Introduction

Scientific Background

In the last few decades molecular dynamics (MD) simulations have become an indispensable tool for mechanistic analysis in structural biology. From its first applications, revealing the fluid-like interior of protein that result from the diffusional character of local atomic motion, to more recent applications simulating entire organelles, the information content generated by MD studies has grown rapidly. With the increase of system sizes and the frequent use of enhanced sampling techniques, came the need for new and enhanced analysis tools, capable of extracting information from massive amounts of data and generating new insight.

Developed just over a decade ago, a particularly interesting technique that has recently become popular is the analysis of dynamical networks. This technique has been employed to study how groups of atoms interconnect in communities, and also the allosteric signaling in tRNA:protein complexes, glutamine amidotransferase, and many other systems.

The analysis of networks and their properties has a long history, with applications in diverse fields such as engineering, and social networks, and their approach to modelling molecular systems is particularly fruitful, leading to a rich field of research. Using MD simulations to extract dynamical features from biomolecules, from simple proteins to complexes, one can convert the atomic representation of the system into a nodes-and-edges representation that can then be analyzed much like any other graph. A key source of information is the partitioning of the network in subgroups (or communities) using algorithms such as Girvan-Newman’s, providing information on cooperative motion within a protein’s subdomains, or on residues that mediate communication between communities. Both are computationally challenging tasks, and can become very expensive as the size of the network grows.

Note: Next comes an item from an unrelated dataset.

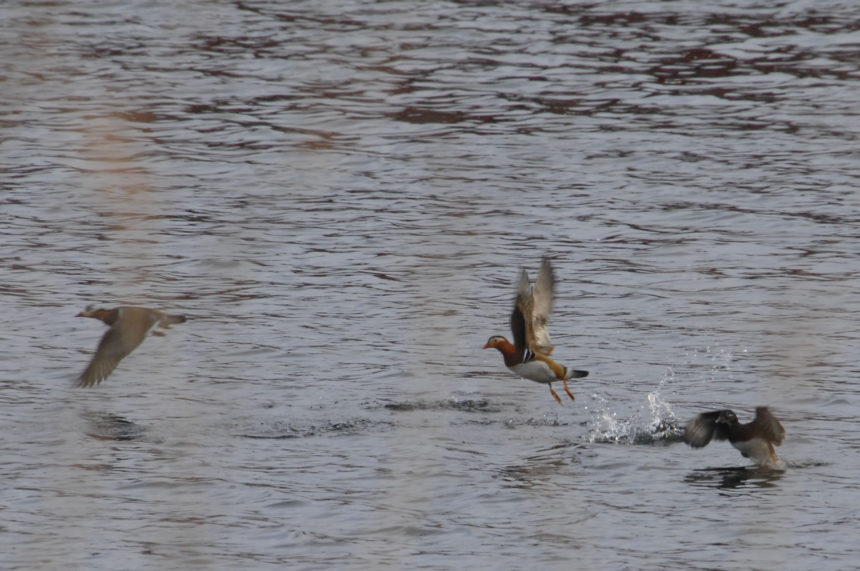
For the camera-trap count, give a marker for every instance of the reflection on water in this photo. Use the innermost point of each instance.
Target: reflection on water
(340, 193)
(109, 426)
(730, 478)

Dynamical Network Analysis

The approach take in Dynamical Network Analysis is one based on the correlation of movement of representative atoms (or nodes), such as alpha-carbons of amino acid residues. This serves as a measurement to determine the existence and strength of a link between different atoms or molecules of a system.

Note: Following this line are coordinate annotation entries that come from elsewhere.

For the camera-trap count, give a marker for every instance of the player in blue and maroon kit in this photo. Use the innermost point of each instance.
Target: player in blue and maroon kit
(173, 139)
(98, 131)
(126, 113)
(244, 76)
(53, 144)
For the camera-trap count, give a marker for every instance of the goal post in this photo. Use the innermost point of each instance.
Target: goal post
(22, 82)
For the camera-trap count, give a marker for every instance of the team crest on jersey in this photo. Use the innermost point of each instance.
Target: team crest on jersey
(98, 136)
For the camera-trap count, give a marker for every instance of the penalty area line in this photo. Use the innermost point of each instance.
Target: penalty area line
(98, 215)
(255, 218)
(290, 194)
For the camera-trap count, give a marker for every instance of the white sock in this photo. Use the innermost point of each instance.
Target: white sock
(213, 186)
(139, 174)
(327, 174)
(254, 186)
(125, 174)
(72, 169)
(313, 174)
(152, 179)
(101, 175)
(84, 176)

Each node represents a set of atoms of a given residue, and there may be more than one node per residue. By default, amino acid residues are represented by a single node located in their alpha-carbons, and nucleotides by two nodes, one in the backbone phosphate, and one in the nitrogenous base. Water molecules have one node in their oxygen atom, and ions are trivially represented by one node.

The analysis performed here focuses solely on the correlation of movement of nodes in close proximity. This way, only short-range direct interactions are explicitly calculated, and long range interactions are determined through the analysis of the network itself.

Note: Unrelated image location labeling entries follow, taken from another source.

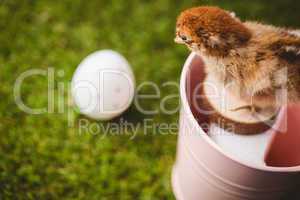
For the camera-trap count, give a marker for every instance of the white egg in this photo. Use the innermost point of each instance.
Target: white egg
(103, 85)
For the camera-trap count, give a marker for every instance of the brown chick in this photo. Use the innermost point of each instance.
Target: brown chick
(260, 62)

To determine which nodes are in contact, the shortest distance between heavy atoms (all atoms excluding hydrogen atoms) represented by two nodes is calculated. If the distance is shorter than 4.5 Angstroms in a simulation frame, the pair of nodes is said to be in contact in that frame. If a pair of nodes is in contact in more than 75% of a simulation, they are considered to be in contact for the purposes of network analysis.

After determining all nodes in contact throughout a simulation, and calculating the correlation of motion between them, the network can then be visualized (see Image 1).

Rendering of protein and network.

Networks analysis of OMP-decarboxylase. (a) Full network revealing the most correlated regions of the enzyme. The weight of the network edges (represented by thickness of red tubes) is given by its normalized generalized correlation coefficient. (b) Rendering showing communities and betweenness values of edges of the OMP-decarboxylase dynamic network. Communities are delineated by the different colors of the protein secondary structure, while betweenness values of network edges are indicated by the thickness red tubes. Both images were rendered with VMD using the new Network Viewer 2.0 GUI.

Current Implementation

This package was built to provide all functionalities necessary to the analysis of MD simulations using the Dynamical Network Analysis method. In particular, it accelerates the calcualtion of generalized correlation coefficients by first calculating a contact matrix for the network, and then parallelizing the correlation calculation only for the pairs of nodes in contact. This can save over 99% of the computational cost of generalized correlation calculations.